Tentative Schedule: Monday - Friday 8:00 a.m. - 5:00 p.m. This position is responsible for designing, evaluating, and creating systems to support data science projects across the O'Reilly organization, as well as expanding and optimizing our data and data pipeline architecture. This includes data cleansing, preparation, and ETL. The ideal candidate will identify and work with the appropriate technology and software engineering solutions to facilitate machine learning and analytic pipeline deployment.Essential Job Functions
• Move, structure, encode, and condense data from disparate database systems and formats.
• Identify, design, and implement internal process improvements such as, automating manual processes, optimizing data delivery, and re-designing infrastructure for greater scalability.
• Create data tools for analytics and data science team members that assist them in building and optimizing solutions to become an innovative industry leader.

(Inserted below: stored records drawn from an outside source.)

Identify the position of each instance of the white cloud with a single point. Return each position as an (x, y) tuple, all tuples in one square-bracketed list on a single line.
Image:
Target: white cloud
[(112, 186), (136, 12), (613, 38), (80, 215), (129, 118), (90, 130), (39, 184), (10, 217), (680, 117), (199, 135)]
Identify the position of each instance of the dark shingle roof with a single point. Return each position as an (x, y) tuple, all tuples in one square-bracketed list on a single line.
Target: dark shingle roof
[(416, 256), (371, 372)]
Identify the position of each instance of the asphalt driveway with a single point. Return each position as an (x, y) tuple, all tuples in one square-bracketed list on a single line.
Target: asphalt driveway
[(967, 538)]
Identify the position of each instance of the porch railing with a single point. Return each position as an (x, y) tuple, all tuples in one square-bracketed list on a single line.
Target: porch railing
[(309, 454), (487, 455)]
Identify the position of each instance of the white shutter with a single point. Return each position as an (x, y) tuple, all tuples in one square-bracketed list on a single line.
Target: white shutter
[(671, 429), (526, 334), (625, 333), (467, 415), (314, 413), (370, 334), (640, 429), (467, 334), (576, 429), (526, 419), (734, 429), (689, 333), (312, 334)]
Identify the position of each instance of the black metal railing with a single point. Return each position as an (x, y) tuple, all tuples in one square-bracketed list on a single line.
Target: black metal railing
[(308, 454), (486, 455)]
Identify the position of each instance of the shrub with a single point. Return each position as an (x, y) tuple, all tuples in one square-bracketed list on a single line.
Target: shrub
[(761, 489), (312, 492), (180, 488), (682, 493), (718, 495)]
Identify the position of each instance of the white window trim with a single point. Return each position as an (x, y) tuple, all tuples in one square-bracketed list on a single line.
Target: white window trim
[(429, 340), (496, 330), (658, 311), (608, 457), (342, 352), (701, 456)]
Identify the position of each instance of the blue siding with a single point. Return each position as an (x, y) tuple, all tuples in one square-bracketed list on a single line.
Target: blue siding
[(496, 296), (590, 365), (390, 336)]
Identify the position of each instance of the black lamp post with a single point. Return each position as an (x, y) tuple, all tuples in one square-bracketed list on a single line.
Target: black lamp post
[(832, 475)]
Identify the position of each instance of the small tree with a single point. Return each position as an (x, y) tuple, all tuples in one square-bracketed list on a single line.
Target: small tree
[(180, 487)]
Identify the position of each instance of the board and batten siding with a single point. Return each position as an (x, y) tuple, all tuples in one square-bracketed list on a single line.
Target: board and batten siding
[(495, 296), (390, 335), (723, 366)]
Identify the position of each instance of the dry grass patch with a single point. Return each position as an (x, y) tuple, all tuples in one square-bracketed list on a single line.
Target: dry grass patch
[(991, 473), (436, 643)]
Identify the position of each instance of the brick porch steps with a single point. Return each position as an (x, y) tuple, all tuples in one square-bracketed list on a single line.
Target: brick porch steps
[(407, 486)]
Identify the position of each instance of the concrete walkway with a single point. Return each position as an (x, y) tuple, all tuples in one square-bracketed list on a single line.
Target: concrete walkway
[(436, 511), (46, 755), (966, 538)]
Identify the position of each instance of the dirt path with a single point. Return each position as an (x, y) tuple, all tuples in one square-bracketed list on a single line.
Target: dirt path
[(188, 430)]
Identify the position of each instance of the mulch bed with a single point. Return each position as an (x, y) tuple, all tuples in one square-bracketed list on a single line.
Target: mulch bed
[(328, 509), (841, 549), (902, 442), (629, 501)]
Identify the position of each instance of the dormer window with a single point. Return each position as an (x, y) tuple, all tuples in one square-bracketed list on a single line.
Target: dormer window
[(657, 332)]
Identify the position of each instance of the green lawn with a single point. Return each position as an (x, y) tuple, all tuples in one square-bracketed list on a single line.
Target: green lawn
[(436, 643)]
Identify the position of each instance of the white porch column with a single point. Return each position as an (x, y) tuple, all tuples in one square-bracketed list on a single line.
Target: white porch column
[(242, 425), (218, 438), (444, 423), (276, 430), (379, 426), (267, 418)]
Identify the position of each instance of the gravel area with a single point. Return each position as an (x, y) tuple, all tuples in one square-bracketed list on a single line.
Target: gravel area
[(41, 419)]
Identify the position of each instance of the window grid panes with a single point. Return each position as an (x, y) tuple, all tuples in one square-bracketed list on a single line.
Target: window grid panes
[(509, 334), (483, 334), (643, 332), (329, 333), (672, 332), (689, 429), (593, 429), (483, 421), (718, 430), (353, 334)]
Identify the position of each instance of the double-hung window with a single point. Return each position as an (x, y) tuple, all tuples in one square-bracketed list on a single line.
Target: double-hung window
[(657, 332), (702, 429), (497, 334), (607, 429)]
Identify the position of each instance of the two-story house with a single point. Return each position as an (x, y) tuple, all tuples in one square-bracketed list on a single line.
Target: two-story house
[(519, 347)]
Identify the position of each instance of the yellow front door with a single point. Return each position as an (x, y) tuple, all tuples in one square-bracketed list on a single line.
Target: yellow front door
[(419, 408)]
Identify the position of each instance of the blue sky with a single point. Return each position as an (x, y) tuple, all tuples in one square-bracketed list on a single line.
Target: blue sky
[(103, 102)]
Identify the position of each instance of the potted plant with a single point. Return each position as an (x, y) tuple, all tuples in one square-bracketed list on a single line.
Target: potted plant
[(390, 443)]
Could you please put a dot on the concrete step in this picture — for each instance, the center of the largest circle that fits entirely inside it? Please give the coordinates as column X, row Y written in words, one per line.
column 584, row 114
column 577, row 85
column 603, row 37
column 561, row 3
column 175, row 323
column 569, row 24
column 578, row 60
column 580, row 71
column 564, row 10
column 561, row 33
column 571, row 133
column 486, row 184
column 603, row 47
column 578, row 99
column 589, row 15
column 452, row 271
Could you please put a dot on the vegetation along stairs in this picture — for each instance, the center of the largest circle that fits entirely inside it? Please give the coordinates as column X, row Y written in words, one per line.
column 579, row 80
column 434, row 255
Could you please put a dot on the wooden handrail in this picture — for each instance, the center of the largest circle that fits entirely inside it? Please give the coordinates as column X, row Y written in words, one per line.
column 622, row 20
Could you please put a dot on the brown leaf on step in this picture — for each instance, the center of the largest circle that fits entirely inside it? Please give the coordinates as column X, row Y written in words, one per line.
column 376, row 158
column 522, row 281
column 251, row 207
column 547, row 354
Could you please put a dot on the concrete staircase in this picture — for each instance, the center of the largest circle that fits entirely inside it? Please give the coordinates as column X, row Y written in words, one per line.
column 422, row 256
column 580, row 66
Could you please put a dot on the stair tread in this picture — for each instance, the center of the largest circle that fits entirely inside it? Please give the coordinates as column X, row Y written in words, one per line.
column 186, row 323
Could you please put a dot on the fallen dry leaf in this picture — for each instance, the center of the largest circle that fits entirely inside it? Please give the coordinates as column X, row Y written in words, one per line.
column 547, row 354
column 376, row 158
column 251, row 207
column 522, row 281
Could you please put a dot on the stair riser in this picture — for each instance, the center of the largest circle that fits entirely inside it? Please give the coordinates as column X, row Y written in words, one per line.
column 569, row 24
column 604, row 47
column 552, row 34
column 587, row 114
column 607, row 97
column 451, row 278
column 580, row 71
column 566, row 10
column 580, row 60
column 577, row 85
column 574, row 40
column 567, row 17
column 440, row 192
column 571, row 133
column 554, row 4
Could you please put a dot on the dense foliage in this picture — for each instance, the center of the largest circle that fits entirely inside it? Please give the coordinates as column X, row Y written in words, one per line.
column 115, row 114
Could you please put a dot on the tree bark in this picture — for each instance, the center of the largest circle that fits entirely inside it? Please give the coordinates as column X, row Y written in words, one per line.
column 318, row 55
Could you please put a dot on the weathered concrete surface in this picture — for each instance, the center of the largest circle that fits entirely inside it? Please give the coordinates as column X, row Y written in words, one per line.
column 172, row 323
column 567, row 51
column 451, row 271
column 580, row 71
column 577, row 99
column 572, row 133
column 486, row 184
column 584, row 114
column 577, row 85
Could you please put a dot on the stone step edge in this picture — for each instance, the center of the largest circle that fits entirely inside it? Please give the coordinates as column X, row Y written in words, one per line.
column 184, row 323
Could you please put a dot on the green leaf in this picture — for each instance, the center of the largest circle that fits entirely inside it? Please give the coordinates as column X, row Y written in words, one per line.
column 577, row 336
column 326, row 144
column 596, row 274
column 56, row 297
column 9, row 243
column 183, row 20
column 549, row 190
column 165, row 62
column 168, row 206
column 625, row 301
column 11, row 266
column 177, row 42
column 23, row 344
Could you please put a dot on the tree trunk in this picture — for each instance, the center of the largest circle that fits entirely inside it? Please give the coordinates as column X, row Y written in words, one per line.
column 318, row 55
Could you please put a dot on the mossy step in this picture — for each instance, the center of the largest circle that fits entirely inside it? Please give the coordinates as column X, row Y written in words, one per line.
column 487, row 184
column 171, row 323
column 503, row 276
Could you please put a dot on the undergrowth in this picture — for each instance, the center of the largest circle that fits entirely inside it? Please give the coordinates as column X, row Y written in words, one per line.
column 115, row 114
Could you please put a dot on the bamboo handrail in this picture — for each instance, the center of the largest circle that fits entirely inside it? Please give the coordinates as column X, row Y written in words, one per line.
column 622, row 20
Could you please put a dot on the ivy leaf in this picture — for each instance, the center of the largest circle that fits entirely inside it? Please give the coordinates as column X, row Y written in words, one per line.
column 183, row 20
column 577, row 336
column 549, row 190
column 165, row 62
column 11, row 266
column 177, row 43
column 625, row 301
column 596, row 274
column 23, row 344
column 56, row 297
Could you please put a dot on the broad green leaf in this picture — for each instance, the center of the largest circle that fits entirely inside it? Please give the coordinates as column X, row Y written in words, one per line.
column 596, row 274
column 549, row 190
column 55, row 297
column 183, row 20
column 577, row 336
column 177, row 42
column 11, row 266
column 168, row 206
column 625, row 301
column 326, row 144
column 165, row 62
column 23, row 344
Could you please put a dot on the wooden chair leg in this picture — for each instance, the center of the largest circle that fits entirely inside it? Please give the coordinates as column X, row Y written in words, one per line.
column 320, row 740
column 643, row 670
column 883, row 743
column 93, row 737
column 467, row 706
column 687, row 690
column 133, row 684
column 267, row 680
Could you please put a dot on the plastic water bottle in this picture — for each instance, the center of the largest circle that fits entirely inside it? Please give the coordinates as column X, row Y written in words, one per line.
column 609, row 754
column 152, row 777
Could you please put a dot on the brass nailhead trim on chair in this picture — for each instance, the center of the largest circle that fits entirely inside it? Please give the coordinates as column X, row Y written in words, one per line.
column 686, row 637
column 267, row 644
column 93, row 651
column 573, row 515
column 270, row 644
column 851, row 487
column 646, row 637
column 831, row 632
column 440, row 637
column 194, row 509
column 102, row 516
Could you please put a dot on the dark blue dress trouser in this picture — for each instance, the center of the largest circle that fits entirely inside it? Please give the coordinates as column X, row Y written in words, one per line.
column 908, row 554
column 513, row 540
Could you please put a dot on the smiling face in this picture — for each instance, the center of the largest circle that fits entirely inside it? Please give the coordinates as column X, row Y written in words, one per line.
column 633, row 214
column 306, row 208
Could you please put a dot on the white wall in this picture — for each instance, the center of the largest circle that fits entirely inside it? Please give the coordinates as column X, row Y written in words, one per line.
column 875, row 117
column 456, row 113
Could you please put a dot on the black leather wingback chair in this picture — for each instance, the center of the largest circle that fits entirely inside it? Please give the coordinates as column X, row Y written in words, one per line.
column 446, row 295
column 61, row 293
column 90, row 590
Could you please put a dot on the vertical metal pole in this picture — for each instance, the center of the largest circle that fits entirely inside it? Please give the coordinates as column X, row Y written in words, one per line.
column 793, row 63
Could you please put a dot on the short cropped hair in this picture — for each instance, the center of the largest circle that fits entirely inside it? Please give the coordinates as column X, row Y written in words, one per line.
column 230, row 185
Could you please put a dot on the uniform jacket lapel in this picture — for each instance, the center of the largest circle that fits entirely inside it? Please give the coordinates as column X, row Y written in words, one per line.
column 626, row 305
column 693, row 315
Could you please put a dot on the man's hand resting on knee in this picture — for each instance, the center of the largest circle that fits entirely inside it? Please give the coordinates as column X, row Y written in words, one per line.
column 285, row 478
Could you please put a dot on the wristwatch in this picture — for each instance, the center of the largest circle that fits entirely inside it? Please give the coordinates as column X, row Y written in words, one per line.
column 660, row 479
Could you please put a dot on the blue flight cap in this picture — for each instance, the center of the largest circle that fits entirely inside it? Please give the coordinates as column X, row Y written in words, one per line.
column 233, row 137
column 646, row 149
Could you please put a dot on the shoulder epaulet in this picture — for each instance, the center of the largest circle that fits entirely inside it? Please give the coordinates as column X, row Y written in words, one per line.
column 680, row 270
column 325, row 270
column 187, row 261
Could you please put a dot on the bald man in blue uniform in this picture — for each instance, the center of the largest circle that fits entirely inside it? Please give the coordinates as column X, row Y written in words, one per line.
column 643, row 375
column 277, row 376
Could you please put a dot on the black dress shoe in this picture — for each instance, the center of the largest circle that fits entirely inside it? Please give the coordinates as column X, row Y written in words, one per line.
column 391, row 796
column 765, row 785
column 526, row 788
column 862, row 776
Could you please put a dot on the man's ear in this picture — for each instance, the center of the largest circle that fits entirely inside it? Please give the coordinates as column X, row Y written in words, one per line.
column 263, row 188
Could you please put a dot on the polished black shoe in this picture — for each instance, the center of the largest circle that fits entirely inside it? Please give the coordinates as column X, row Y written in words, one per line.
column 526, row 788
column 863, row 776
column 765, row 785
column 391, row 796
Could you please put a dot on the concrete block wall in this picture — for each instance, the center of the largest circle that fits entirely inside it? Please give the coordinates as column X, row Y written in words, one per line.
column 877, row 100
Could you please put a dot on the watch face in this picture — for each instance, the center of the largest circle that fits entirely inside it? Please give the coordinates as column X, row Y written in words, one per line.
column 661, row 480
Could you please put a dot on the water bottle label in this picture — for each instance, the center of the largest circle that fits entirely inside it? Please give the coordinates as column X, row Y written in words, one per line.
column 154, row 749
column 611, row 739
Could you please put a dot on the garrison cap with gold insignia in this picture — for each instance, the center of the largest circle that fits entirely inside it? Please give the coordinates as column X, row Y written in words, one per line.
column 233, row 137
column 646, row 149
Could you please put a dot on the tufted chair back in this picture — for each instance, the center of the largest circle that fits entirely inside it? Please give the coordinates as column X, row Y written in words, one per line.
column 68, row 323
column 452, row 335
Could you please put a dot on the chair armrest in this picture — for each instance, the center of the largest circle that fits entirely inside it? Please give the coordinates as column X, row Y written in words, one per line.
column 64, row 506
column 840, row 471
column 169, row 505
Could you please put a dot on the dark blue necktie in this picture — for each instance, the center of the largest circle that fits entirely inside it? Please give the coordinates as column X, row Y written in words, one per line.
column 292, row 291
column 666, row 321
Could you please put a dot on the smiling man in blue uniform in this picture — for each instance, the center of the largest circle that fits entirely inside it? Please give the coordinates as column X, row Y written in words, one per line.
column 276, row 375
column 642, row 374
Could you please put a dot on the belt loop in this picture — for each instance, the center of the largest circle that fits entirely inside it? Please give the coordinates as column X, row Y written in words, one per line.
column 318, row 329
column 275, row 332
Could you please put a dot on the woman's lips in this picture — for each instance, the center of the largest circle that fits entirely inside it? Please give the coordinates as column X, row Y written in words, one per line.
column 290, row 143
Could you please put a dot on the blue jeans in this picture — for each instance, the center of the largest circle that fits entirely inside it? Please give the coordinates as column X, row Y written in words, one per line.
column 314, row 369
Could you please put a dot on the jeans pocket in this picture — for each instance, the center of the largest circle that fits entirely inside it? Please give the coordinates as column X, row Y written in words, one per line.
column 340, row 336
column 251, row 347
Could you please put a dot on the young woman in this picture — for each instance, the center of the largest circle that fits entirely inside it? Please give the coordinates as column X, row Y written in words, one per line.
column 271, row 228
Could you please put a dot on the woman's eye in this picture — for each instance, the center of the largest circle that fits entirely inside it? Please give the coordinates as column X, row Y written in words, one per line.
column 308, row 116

• Evaluate performance of machine learning systems and work with data scientists to improve quality.
• Build processes supporting data transformation, data structures, metadata, dependency and workload management.
• Build analytics tools that utilize the data pipeline to provide actionable insights into customer acquisition, operational efficiency and other key business performance metrics.
• Develop software solutions with a focus on maintainability and modularity.
Skills and Qualifications
• Bachelor's degree.
• 2+ years of practical experience with ETL, data processing, database programming and data analytics.
• Strong knowledge of Python; including Pandas, Numpy, SciKit-Learn, and experience with notebooks such as Jupyter.
• Demonstrable knowledge of software design and engineering best practices.
• Experience working with large-scale distributed data systems.
• Excellent written and verbal communication skills.
• Desire to work in a dynamic and collaborative environment.